In addition, Wyeth has recorded provisions for uncertain tax positions. As disclosed in Wyeth’s 2008 Annual Report on Form 10-K for the year ended December 31, 2008, these assessments involve “complex judgments about future events and rely on estimates and assumptions by management.” Income taxes are exceptions to both the recognition and fair value measurement principles under the acquisition method of accounting and they continue to be accounted for under the asset recognition model used by Wyeth prior to the merger, as required. Since Wyeth’s accounting approach prior to the merger was subject to external audit and as Wyeth management, unlike Pfizer management, had full and complete access to relevant information about these tax positions, Pfizer believes that it has no basis for modifying Wyeth’s application of these standards. Accordingly, for the purpose of these unaudited pro forma condensed combined financial statements, Pfizer has not adjusted the Wyeth book values. This assessment is preliminary and subject to change.
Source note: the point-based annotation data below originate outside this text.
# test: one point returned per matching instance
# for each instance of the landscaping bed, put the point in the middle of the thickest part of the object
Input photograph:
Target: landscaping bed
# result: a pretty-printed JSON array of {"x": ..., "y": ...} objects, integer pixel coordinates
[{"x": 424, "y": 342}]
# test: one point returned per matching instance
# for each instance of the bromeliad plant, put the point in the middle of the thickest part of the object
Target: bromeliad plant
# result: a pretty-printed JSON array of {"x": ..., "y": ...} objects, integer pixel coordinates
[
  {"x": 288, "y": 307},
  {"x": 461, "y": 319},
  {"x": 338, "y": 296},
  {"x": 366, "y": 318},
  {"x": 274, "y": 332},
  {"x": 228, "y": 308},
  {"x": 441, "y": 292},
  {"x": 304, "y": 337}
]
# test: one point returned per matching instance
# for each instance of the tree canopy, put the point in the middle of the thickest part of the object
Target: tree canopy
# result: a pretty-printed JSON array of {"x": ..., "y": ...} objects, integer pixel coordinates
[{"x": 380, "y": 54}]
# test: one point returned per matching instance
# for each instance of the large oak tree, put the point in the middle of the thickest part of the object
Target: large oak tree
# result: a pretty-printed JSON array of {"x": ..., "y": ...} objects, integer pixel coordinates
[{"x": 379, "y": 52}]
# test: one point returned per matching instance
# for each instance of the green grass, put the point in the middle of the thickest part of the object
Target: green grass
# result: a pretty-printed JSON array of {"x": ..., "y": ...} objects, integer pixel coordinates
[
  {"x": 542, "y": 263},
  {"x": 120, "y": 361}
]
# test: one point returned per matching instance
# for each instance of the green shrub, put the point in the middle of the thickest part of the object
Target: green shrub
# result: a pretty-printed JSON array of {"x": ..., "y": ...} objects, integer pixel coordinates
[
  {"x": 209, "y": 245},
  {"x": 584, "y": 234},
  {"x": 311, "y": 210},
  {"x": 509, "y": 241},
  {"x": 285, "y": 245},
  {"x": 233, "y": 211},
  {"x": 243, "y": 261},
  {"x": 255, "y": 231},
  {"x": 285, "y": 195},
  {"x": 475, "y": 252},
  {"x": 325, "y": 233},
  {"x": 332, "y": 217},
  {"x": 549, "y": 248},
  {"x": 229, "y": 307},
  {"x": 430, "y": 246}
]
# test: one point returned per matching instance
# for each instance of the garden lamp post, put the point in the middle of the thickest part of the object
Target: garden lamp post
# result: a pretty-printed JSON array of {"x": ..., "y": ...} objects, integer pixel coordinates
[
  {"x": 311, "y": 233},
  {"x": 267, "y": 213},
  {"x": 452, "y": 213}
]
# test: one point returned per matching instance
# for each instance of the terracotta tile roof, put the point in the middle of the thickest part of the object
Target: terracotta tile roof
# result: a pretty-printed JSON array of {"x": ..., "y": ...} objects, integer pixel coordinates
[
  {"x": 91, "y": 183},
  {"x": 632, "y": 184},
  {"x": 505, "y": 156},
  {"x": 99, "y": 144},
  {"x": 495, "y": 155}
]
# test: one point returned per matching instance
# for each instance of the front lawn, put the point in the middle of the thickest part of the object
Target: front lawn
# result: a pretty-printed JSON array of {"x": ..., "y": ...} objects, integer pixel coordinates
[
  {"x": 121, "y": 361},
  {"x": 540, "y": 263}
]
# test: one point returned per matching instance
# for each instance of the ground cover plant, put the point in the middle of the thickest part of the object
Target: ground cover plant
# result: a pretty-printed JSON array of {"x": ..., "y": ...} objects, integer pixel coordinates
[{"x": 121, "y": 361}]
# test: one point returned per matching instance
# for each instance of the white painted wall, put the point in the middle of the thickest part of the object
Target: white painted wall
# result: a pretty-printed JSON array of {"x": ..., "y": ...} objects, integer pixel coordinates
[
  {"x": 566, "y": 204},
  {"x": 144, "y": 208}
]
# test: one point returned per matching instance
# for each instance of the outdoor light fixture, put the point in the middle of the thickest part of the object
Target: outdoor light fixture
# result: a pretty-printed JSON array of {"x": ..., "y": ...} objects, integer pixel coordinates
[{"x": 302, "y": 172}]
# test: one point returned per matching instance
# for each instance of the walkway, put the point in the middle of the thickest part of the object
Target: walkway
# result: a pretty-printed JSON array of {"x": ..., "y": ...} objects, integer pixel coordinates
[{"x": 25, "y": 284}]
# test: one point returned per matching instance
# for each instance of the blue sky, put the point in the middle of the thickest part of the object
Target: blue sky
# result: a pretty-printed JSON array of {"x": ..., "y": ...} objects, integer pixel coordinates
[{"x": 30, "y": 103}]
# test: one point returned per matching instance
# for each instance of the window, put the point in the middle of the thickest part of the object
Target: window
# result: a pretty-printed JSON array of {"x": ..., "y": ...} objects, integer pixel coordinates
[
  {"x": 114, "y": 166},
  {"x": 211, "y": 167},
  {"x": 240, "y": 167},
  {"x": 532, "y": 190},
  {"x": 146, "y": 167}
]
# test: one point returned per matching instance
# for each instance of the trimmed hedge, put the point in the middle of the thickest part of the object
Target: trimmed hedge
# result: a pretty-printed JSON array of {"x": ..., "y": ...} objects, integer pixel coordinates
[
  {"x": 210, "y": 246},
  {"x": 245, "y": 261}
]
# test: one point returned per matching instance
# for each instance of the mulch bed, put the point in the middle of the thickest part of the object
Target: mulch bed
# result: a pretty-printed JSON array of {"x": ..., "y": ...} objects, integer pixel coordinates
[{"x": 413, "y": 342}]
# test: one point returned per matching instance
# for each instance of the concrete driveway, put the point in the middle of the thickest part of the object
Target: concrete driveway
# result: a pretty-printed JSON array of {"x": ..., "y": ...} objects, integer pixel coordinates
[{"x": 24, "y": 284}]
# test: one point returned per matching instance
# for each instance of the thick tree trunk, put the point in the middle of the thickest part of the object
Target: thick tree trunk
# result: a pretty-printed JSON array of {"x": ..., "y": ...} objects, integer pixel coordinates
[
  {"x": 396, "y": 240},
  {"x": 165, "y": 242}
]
(f) As of the effective time of the merger, Pfizer will provide deferred taxes and other tax adjustments as part of the accounting for the acquisition, primarily related to the estimated fair value adjustments for acquired inventory, property, plant and equipment, intangibles and assumed debt (see Note 6. Pro Forma Adjustments, items g, i, k and o). In addition, Pfizer will provide deferred taxes on Wyeth’s unremitted earnings for which no taxes have been previously provided, as it is Pfizer’s current intention to repatriate these earnings as opposed to permanently reinvesting them overseas. The amount of these deferred taxes, which is calculated by Wyeth on an annual basis as of December 31, is based upon Wyeth’s 2008 Annual Report on Form 10-K for the year ended December 31, 2008, and this disclosure is the basis for Pfizer’s repatriation adjustment.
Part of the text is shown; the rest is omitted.